Hub and rim are both DT Swiss. Stickers removed from rims so I.D. is tough.
I like the rims on the bike and I've already spent too much on this build so I'll just replace what I have to.
http://forums.mtbr.com/cannondale/my-winter-scalpel-build-843425.html#post10230332


----------



## turbogrover (Dec 4, 2005)

You could get some Chinese carbon rims drilled with any hole pattern you like. They are strong enough for 24 spokes, and still light. I'm using 28 hole rims with DT revolution spokes on mine. I got mine from Carbonal, on Alibaba.


----------



## Thatshowiroll (Jan 30, 2009)

Thanks for this. I was about to place an order for this hub, when I found a deal for an incredible deal on a Sun Ringle wheelset on the same site.:thumbsup:


kabayan said:


> Bikewagon has em for cheap.
> Sun Ringle Dirty Flea Rear MTB Hub 24H 135 x 9 Silver - Hubs - Wheel Goods - Mountain - Bikewagon


----------



## doccoraje (Jan 12, 2004)

Lighter than DT's (and almost any other hub) and lots of hole configuration
MTB disc-brake hubs - superlight


----------



## hnetsrik (Aug 15, 2008)

Thatshowiroll said:


> I'm finding it impossible to locate a 24 hole rear hub for my DT Swiss wheel on my Cdale Scalpel.
> All I can find are road hubs. I know WW MTBers use road hubs so which would you recommend?


E13 makes a 24 hole rear hub.
XCX+ Hubs | the hive


----------



## ASI CA (Apr 27, 2008)

Is there any reason you are not looking at the XTR 24 spoke disc hubs that came stock on high end Scalpel, Rush and other C dale models circa 2009-2011?
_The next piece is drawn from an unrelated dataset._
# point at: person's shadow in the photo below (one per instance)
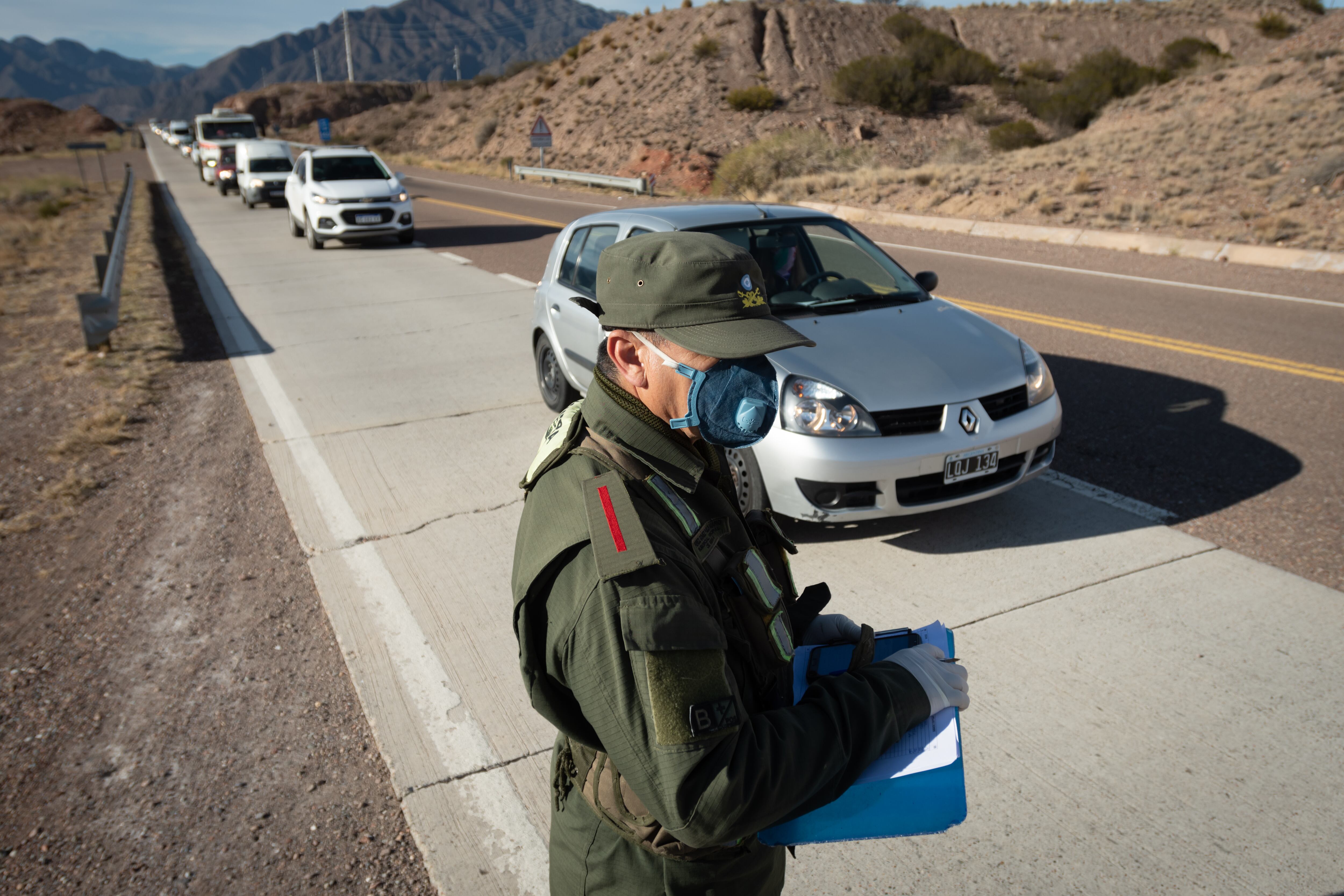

For that matter the entire wheel set includes an XTR UST rim and are pretty light. I am big guy and have been using these as supplied wheels (on my carbon rush) for 3 years plus with no issue.


----------



## rockyuphill (Nov 28, 2004)

The XTR 24 spoke hubs are great, the catch is the 24 spoke straight pull XTR hubs from their wheels are not available separately, you'd have to look for a trashed set of XTR wheels where the rims were destroyed to get the hubs.


----------



## ASI CA (Apr 27, 2008)

Well that is a catch, learning something everyday.


----------



## GrayJay (May 16, 2011)

A 32 hole hub can be symetrically laced to a 24 spoke rim if you use a crows foot lacing pattern (sets of 3 spokes with two crossed + one radial). Use four crows-feet (12 spokes) on each side of the hub/rim with a empty spoke hole on the hub between each set of 3 spokes.


----------



## zahgurim (Aug 12, 2005)

I laced up a 24 spoke wheelset for my XC bike: used Hope ProIII hubs, straight pull, 24 front and rear.


----------